Environmental “Low Dose” Mesotheliomas and Their Relationship to Domestic Exposures
Ilgren, Edward B., Drew Van Orden, Richard Lee, Yumi Kamiya, John A. Hoskins, “Environmental ‘Low Dose’ Mesotheliomas and Their Relationship to Domestic Exposures,” Environment and Pollution, Volume 3 Number 2, 2014.
EH&S, Mining & Minerals
Crocidolite is a fibrous mineral with unusual crystallography in that the fiber width varies according to geographical origin. The fibers from the mining areas of Western Australia and the Cape Province, in South Africa are ‘thin’ compared to those from Bolivian and some other mines. Regardless, the mineral is a well known causative agent for mesothelioma.
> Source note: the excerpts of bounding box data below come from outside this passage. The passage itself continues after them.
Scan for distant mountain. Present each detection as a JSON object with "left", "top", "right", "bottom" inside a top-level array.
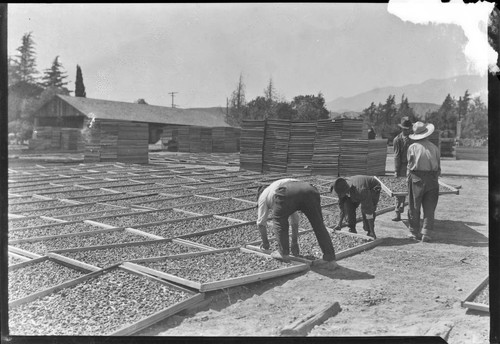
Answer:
[
  {"left": 409, "top": 99, "right": 444, "bottom": 119},
  {"left": 325, "top": 75, "right": 488, "bottom": 113}
]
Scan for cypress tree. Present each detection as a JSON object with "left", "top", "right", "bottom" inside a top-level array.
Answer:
[{"left": 75, "top": 65, "right": 87, "bottom": 98}]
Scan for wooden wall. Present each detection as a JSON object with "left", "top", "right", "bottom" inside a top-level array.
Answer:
[
  {"left": 29, "top": 127, "right": 85, "bottom": 152},
  {"left": 84, "top": 119, "right": 149, "bottom": 164},
  {"left": 240, "top": 119, "right": 387, "bottom": 176}
]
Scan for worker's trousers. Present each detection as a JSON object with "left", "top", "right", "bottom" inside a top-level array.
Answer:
[
  {"left": 395, "top": 167, "right": 408, "bottom": 214},
  {"left": 272, "top": 181, "right": 335, "bottom": 261},
  {"left": 408, "top": 171, "right": 439, "bottom": 236},
  {"left": 344, "top": 190, "right": 380, "bottom": 232}
]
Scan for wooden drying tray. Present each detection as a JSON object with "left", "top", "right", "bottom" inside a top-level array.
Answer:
[
  {"left": 9, "top": 255, "right": 96, "bottom": 306},
  {"left": 245, "top": 229, "right": 384, "bottom": 264},
  {"left": 374, "top": 176, "right": 459, "bottom": 197},
  {"left": 124, "top": 247, "right": 309, "bottom": 292},
  {"left": 461, "top": 275, "right": 491, "bottom": 313},
  {"left": 9, "top": 224, "right": 154, "bottom": 245},
  {"left": 9, "top": 264, "right": 205, "bottom": 336}
]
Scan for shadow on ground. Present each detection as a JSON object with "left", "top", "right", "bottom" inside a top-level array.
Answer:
[
  {"left": 311, "top": 262, "right": 375, "bottom": 280},
  {"left": 392, "top": 220, "right": 489, "bottom": 247},
  {"left": 134, "top": 270, "right": 309, "bottom": 336}
]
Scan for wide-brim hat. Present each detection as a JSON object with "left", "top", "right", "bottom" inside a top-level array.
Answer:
[
  {"left": 409, "top": 122, "right": 434, "bottom": 141},
  {"left": 398, "top": 117, "right": 413, "bottom": 129},
  {"left": 330, "top": 178, "right": 351, "bottom": 198}
]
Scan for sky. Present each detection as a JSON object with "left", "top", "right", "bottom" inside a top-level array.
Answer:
[{"left": 7, "top": 0, "right": 496, "bottom": 108}]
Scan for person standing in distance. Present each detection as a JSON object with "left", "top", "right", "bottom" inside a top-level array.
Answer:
[
  {"left": 392, "top": 117, "right": 413, "bottom": 221},
  {"left": 407, "top": 122, "right": 441, "bottom": 242},
  {"left": 257, "top": 179, "right": 338, "bottom": 270}
]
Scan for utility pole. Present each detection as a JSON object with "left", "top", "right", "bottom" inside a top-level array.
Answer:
[{"left": 168, "top": 92, "right": 179, "bottom": 108}]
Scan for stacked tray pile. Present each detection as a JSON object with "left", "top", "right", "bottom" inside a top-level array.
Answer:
[
  {"left": 336, "top": 118, "right": 363, "bottom": 139},
  {"left": 339, "top": 139, "right": 387, "bottom": 176},
  {"left": 240, "top": 121, "right": 266, "bottom": 172},
  {"left": 286, "top": 122, "right": 316, "bottom": 174},
  {"left": 312, "top": 120, "right": 341, "bottom": 176},
  {"left": 262, "top": 119, "right": 290, "bottom": 172}
]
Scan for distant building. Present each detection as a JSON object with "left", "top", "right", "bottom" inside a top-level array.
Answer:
[{"left": 30, "top": 95, "right": 239, "bottom": 162}]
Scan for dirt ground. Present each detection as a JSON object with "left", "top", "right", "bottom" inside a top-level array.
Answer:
[{"left": 138, "top": 177, "right": 490, "bottom": 344}]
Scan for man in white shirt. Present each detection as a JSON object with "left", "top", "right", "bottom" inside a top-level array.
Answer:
[
  {"left": 407, "top": 122, "right": 441, "bottom": 242},
  {"left": 257, "top": 178, "right": 338, "bottom": 269},
  {"left": 257, "top": 178, "right": 300, "bottom": 256}
]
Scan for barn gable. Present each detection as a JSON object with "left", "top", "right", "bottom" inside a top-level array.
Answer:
[{"left": 36, "top": 95, "right": 229, "bottom": 127}]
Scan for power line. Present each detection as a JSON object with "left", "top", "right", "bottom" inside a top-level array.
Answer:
[{"left": 168, "top": 92, "right": 179, "bottom": 108}]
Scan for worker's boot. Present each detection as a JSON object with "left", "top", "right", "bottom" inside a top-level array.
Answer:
[{"left": 392, "top": 211, "right": 401, "bottom": 222}]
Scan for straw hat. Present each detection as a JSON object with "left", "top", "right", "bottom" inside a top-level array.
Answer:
[{"left": 409, "top": 121, "right": 434, "bottom": 141}]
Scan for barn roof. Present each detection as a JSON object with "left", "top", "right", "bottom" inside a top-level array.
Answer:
[{"left": 57, "top": 94, "right": 230, "bottom": 127}]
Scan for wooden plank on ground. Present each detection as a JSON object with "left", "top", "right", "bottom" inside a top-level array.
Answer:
[{"left": 280, "top": 301, "right": 341, "bottom": 336}]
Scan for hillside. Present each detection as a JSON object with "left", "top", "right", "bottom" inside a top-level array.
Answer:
[
  {"left": 326, "top": 75, "right": 488, "bottom": 114},
  {"left": 410, "top": 103, "right": 441, "bottom": 119}
]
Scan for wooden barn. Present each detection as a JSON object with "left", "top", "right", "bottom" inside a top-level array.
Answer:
[{"left": 32, "top": 95, "right": 236, "bottom": 163}]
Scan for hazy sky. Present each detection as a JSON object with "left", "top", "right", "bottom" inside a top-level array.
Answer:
[{"left": 8, "top": 3, "right": 484, "bottom": 108}]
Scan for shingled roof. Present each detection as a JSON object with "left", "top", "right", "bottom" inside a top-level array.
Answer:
[{"left": 56, "top": 94, "right": 230, "bottom": 127}]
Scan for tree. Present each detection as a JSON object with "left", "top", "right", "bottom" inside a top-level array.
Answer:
[
  {"left": 75, "top": 65, "right": 87, "bottom": 98},
  {"left": 245, "top": 97, "right": 272, "bottom": 120},
  {"left": 291, "top": 92, "right": 330, "bottom": 121},
  {"left": 226, "top": 74, "right": 247, "bottom": 126},
  {"left": 42, "top": 56, "right": 71, "bottom": 95},
  {"left": 426, "top": 94, "right": 458, "bottom": 137},
  {"left": 397, "top": 94, "right": 417, "bottom": 123},
  {"left": 361, "top": 102, "right": 377, "bottom": 127},
  {"left": 462, "top": 97, "right": 488, "bottom": 139},
  {"left": 264, "top": 78, "right": 278, "bottom": 103},
  {"left": 8, "top": 32, "right": 38, "bottom": 86},
  {"left": 457, "top": 90, "right": 471, "bottom": 121}
]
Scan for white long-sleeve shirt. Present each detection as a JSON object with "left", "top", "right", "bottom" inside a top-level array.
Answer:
[{"left": 257, "top": 178, "right": 300, "bottom": 226}]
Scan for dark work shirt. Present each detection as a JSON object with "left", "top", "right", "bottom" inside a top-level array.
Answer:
[{"left": 346, "top": 175, "right": 381, "bottom": 214}]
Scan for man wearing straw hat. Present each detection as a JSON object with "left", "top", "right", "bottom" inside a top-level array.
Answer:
[
  {"left": 392, "top": 117, "right": 413, "bottom": 221},
  {"left": 407, "top": 122, "right": 441, "bottom": 242}
]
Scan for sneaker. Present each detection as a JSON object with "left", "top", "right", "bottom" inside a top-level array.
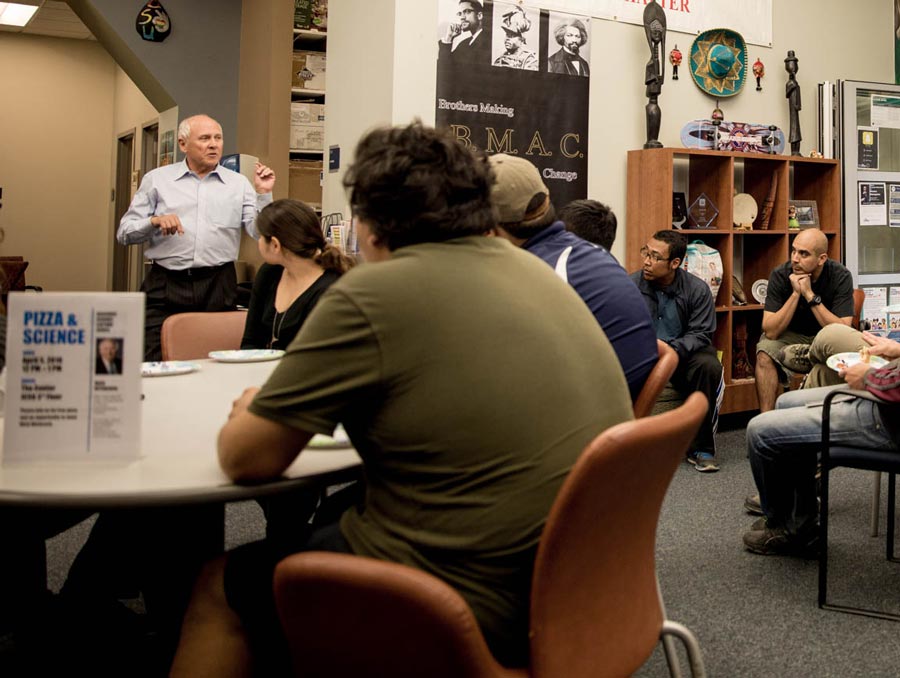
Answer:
[
  {"left": 778, "top": 344, "right": 812, "bottom": 374},
  {"left": 744, "top": 518, "right": 819, "bottom": 558},
  {"left": 688, "top": 452, "right": 719, "bottom": 473},
  {"left": 744, "top": 494, "right": 765, "bottom": 516}
]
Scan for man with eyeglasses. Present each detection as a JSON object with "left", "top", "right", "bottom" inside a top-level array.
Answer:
[
  {"left": 755, "top": 228, "right": 855, "bottom": 412},
  {"left": 438, "top": 0, "right": 490, "bottom": 64},
  {"left": 631, "top": 230, "right": 724, "bottom": 473}
]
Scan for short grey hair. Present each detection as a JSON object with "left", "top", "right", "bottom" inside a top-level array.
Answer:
[
  {"left": 178, "top": 118, "right": 191, "bottom": 141},
  {"left": 178, "top": 113, "right": 222, "bottom": 141}
]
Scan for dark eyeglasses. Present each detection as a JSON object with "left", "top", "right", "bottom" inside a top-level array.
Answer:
[{"left": 641, "top": 246, "right": 672, "bottom": 262}]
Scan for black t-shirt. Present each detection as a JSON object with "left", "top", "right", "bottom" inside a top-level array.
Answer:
[{"left": 766, "top": 259, "right": 853, "bottom": 335}]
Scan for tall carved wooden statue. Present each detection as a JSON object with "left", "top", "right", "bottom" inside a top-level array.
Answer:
[
  {"left": 644, "top": 0, "right": 666, "bottom": 148},
  {"left": 784, "top": 50, "right": 803, "bottom": 155}
]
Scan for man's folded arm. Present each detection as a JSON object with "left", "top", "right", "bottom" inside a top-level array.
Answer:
[{"left": 219, "top": 410, "right": 313, "bottom": 483}]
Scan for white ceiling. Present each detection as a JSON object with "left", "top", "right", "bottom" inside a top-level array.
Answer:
[{"left": 0, "top": 0, "right": 94, "bottom": 40}]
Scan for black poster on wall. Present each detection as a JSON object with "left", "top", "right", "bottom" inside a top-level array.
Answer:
[{"left": 435, "top": 0, "right": 590, "bottom": 209}]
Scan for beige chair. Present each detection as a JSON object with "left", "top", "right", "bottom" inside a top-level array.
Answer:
[
  {"left": 160, "top": 311, "right": 247, "bottom": 360},
  {"left": 634, "top": 339, "right": 678, "bottom": 419},
  {"left": 274, "top": 393, "right": 707, "bottom": 678}
]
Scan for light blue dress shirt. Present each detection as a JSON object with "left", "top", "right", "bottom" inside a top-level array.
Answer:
[{"left": 116, "top": 160, "right": 272, "bottom": 270}]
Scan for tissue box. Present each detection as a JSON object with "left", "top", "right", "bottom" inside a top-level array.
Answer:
[
  {"left": 291, "top": 51, "right": 325, "bottom": 90},
  {"left": 291, "top": 102, "right": 325, "bottom": 127},
  {"left": 291, "top": 125, "right": 325, "bottom": 151},
  {"left": 288, "top": 160, "right": 322, "bottom": 208}
]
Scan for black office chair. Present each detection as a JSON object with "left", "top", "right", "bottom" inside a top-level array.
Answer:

The literature contains many reports of the disease occurring as a consequence of so called environmental exposures due to what some believe to be ‘low’ dose, ambient exposure. However, closer examination of these exposure conditions generally reveals an unrecognized (or simply ignored) strong domestic (para-occupational) exposure component. Oftentimes, the importance of such domestic exposures is not considered since they too are thought to be too low to contribute to risk. We have, for the first time, applied state of the art measurement methods to evaluate domestic (shake out) conditions created by workers in a historical unregulated crocidolite-cement based operating plant in Bolivia. Our results show that exposures can reach levels more usually associated with historic occupational exposures. The reason for studying the exposures in such a plant is that epidemiological studies have shown that ‘thin’ crocidolite fibers are associated with a high mesothelioma risk while exposure to the ‘thick’ Bolivian fibers are associated with a much lessened mesothelioma risk.